La máscara ideal depende tanto de la forma de las pestañas y de los ojos como del efecto que se quiera conseguir. Las pestañas cortas y escasas se benefician de un cepillo de plástico con púas espaciadas que cubre cada pestaña sin grumos, con una fórmula que aporta longitud y volumen. Las pestañas largas pero finas se benefician de una fórmula voluminizadora a base de ceras densas. Las pestañas caídas requieren una máscara rizadora con plastificantes, que se aplica después del rizador de pestañas. La elección del cepillo suele ser más determinante que la fórmula: cónico para los ángulos internos y las pestañas cortas, esférico para el volumen general. Para las pestañas más densas y alargadas, los sérums potenciadores preparan el terreno antes de aplicar la máscara.
Presente en la mayoría de las máscaras naturales y ecológicas (Avril, Même), el aceite de ricino (ácido ricinoleico 85-90 %) forma una película oclusiva sobre cada fibra ciliar que retiene la humedad y reduce la rotura al desmaquillarse. Si se aplica regularmente en la raíz de las pestañas, mejora su resistencia mecánica durante varias semanas.
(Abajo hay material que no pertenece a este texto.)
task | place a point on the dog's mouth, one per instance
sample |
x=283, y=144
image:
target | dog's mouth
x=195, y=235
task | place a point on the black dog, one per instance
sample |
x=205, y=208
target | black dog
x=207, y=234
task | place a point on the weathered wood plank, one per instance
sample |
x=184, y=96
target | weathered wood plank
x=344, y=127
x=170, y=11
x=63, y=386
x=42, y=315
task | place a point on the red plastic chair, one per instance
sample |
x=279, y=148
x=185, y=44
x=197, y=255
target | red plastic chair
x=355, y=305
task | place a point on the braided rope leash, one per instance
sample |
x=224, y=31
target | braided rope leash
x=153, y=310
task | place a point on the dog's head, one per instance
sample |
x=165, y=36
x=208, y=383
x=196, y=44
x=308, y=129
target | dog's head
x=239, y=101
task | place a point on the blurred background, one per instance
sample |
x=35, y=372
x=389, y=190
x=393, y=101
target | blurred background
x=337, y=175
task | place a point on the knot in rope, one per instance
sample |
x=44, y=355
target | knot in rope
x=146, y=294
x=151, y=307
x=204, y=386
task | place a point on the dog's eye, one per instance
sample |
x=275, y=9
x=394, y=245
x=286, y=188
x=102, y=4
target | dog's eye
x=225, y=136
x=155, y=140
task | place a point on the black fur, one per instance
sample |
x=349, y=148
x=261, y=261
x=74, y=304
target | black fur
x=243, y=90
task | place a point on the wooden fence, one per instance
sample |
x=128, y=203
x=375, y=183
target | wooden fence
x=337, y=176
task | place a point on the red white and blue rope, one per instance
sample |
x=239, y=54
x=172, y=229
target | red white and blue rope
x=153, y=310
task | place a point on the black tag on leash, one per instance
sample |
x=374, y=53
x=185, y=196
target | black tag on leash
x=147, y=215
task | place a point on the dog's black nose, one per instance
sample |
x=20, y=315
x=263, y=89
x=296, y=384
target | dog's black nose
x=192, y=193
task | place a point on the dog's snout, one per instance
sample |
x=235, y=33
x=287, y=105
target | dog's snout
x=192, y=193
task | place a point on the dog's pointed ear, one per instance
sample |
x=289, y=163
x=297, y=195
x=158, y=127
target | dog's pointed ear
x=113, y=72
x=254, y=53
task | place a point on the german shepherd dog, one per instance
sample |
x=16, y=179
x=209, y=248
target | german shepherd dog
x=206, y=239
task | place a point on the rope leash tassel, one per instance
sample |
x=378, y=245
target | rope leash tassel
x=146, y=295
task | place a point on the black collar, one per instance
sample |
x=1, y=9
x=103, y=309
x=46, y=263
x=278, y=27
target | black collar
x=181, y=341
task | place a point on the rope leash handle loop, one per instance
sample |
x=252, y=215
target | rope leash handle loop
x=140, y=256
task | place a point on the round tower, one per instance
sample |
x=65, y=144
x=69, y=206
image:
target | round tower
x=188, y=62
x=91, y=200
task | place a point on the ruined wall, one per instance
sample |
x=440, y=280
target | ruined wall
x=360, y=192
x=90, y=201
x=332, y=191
Su textura espesa puede hacer que las fórmulas voluminizadoras resulten pesadas; por eso, las máscaras de pestañas naturales la diluyen en disolventes vegetales volátiles para conseguir un resultado más ligero.
El aceitede argán (escualeno, tocoferoles, índice comedogénico 0-1) es el aceite nutritivo de referencia en las máscaras de pestañas de gama alta. Su escualeno reduce la electricidad estática responsable de que las pestañas se aplasten, mientras que sus tocoferoles protegen los pigmentos de la oxidación y prolongan la duración del color. El aceite de jojoba (cera líquida resistente a la oxidación) se incorpora a las máscaras de pestañas suaves por sus propiedades deslizantes: facilita una aplicación uniforme y su vida útil, superior a dos años, lo convierte en un conservante natural eficaz.
La diferencia radica en tres grupos de ingredientes. Las ceras: parafina y ozokerita (sintéticas de origen petroquímico) en las fórmulas convencionales frente a ceras vegetales y de abeja en las fórmulas ecológicas. Los conservantes: parabenos y fenoxietanol frente a tocoferol y ácido deshidroacético. Los pigmentos: óxidos de hierro certificados sin metales pesados en ambos casos —la normativa europea es idéntica—. Las máscaras de pestañas ecológicas certificadas (Avril, Même) ofrecen una mayor tolerancia para las pieles atópicas y los ojos sensibles, aunque su vida útil tras la apertura es más corta (de 4 a 6 meses frente a los 12 meses de las convencionales).
Las personas que llevan lentes de contacto siempre deben aplicarse la máscara después de ponerse las lentes. Las fibras de algunas máscaras alargadoras (de nailon o celulosa) pueden depositarse en las lentillas y provocar queratitis por irritación; es preferible utilizar máscaras sin fibras, a base de agua y sin conservantes irritantes. Para quienes llevan gafas, una máscara alargadora evita que las pestañas toquen los cristales cada vez que parpadean. Rizar las pestañas con un rizador antes de aplicarla aleja las pestañas de los cristales y optimiza la apertura de la mirada.
El desmaquillado es el paso más determinante para la salud de las pestañas a largo plazo: nunca frotes. Empapa un disco de algodón con un desmaquillante bifásico (para máscara de pestañas resistente al agua) o con agua micelar (fórmula clásica), mantenlo entre 20 y 30 segundos sobre las pestañas cerradas y, a continuación, deslízalo hacia abajo de un solo movimiento. Los restos de rímel que no se eliminan obstruyen los folículos de las pestañas y favorecen la blefaritis crónica. Un maquillaje de ojos bien cuidado siempre incluye este desmaquillado completo cada noche.